Open mr-eyes opened 1 year ago

mr-eyes commented 1 year ago

Multithreaded renaming for all sourmash signatures in a directory to their file names.

ls *.sig | parallel -j 64 'basename={}; basename_without_sig=${basename%.sig}; sourmash sig rename {} $basename_without_sig -o {}'
mr-eyes commented 1 year ago

parallel filtration of sourmash sigs by abundance

FROM_DIR=sigs
TO_DIR=sigs_abund2
ls ${FROM_DIR}/*sig | parallel -j 16 'sig={}; newsig=$(basename $sig .sig); sourmash sig filter -k 51 --min-abundance 2 $sig -o ${TO_DIR}/${newsig}.sig'
mr-eyes commented 1 year ago

parallel downsampling and filtration of sourmash signatures on abundance (piping sourmash commands)

ls sigs/*sig | parallel -j 100 'sig={}; newsig=$(basename $sig .sig); sourmash signature downsample -q $sig --scaled 100000 -k 51 -o - | sourmash signature filter --min-abundance 2 - -o ${newsig}.sig'
ctb commented 1 year ago

Awesome, thanks!
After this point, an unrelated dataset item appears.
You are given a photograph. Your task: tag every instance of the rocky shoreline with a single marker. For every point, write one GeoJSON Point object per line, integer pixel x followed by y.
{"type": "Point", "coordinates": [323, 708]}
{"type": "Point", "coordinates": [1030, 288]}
But... why such high -j values?? Surely with I/O they merely lead to more thrashing?

mr-eyes commented 1 year ago

Awesome, thanks! But... why such high -j values?? Surely with I/O they merely lead to more thrashing?

I am just showing examples on how to run. However, when I tried once high number of cores (128) it worked very well (for super small sigs).